Research Interests: Utility models for time-varying outcomes, dynamic stochastic systems, cost-constrained clinical policies
Daniel Riskin, MD
Adjunct Professor
Chief Executive Officer, Verantos
Dr. Riskin is Adjunct Professor of Surgery and Adjunct Professor of Biomedical Informatics Research with a MD from Boston University, residency in surgery at UCLA, and fellowship in critical care and acute care surgery at Stanford University. He is board-certified in four specialties, including surgery, critical care, palliative care, and clinical informatics. His business training includes an MBA with a focus in bioinformatics from the Massachusetts Institute of Technology and the Stanford Biodesign Innovation Fellowship.
Research Interests: healthcare quality, technology, and policy, with a focus on translational research
Walter Sujansky, MD, PhD
Adjunct Professor
President at Sujansky & Associates, LLC
Dr. Sujansky received his M.D. and Ph.D. in medical informatics at Stanford University and his undergraduate degree in economics at Harvard College. Dr. Sujansky is the President of Sujansky & Associates, a consulting firm that has specialized in the representation, analysis, and exchange of clinical data in information systems since 2003.

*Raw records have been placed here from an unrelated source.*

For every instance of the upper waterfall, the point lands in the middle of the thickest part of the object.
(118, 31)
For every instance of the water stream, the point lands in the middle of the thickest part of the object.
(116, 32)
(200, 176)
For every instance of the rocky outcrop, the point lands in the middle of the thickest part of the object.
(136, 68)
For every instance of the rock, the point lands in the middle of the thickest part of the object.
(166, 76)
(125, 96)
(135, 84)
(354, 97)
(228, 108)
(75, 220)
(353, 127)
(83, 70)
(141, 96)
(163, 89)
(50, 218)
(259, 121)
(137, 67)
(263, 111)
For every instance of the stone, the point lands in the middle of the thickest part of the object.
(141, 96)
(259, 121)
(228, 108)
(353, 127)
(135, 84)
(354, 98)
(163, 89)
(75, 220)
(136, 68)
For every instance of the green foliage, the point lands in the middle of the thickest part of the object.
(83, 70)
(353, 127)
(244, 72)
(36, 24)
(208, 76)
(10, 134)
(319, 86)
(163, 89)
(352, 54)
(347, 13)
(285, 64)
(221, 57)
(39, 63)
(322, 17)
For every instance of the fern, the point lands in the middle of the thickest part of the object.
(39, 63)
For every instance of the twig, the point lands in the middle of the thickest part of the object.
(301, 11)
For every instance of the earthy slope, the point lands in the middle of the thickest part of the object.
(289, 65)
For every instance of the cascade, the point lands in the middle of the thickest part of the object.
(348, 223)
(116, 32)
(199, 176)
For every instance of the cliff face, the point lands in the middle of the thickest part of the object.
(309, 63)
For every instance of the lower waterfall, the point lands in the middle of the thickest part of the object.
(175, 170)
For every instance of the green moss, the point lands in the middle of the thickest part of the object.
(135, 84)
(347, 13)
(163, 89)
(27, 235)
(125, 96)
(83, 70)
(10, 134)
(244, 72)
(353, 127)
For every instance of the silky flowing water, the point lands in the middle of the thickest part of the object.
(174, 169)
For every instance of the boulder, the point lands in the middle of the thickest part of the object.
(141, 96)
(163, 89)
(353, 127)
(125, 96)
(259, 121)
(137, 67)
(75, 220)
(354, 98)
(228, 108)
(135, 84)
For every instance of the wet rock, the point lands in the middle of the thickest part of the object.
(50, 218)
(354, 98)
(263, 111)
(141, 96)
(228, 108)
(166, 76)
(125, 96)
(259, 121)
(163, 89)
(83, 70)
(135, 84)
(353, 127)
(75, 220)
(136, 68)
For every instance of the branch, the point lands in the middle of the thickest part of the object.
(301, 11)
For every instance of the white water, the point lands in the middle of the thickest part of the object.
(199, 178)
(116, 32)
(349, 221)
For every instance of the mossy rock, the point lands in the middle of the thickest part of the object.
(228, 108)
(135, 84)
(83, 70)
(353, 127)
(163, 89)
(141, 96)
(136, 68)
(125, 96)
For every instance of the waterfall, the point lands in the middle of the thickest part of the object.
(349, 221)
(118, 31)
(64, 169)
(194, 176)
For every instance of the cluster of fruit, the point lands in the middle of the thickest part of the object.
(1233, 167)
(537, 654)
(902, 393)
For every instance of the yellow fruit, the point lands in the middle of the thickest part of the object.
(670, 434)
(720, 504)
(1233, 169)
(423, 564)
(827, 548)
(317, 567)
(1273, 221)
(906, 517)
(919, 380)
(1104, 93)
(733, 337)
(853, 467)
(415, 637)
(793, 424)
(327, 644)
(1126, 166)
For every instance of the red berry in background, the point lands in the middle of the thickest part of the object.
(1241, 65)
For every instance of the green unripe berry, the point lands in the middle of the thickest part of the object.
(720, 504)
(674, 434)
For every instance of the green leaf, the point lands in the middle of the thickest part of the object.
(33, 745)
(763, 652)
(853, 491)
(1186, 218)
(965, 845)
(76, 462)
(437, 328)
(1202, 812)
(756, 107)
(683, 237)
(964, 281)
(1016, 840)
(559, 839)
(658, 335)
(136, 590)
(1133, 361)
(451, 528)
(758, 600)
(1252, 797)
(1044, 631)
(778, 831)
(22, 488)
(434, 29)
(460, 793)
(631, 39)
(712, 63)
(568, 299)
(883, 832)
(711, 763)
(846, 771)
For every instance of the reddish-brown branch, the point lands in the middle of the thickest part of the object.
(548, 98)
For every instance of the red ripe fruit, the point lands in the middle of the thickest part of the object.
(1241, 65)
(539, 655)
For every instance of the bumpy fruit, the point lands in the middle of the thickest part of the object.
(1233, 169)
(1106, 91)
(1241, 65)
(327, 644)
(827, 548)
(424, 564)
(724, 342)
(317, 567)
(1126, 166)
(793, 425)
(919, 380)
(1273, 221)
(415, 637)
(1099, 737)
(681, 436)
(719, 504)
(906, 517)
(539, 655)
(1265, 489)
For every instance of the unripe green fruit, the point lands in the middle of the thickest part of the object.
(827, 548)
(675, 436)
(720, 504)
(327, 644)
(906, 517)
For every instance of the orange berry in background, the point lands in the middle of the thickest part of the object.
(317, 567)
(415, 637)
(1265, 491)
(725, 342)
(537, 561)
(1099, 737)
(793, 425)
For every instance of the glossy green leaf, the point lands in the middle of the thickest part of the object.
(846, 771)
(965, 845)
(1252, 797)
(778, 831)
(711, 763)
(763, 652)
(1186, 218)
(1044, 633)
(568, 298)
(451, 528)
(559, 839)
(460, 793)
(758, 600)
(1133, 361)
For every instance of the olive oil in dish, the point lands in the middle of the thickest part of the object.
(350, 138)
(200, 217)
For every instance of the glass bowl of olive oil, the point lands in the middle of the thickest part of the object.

Research Interests: Clinical data modeling, clinical data standards, interoperability and health information exchange, clinical data integration and normalization, disease registries, clinical data warehouses, clinical decision support systems, statistics and machine learning, health data security and privacy, software development lifecycle processes, health I.T. policy, software intellectual property law
Justin Norden, MD
Adjunct Professor
Partner at GSR Ventures
Dr. Norden is a Partner at GSR Ventures investing in early-stage health technology startups. Prior to GSR Ventures, he was founder and CEO of Trustworthy AI which was acquired by Waymo (Google Self-Driving), worked on the healthcare team at Apple, co-founded Indicator (a data platform for biopharma), and helped launch the Stanford Center for Digital Health. Dr. Norden received an MD from the Stanford School of Medicine, an MBA from the Stanford Graduate School of Business, an M.Phil. in Computational Biology from the University of Cambridge, and a BA in Computer Science from Carleton College.
Research Interests: digital health, AI in healthcare, care model transformation, clinical outcomes with new technologies, evaluation of AI systems.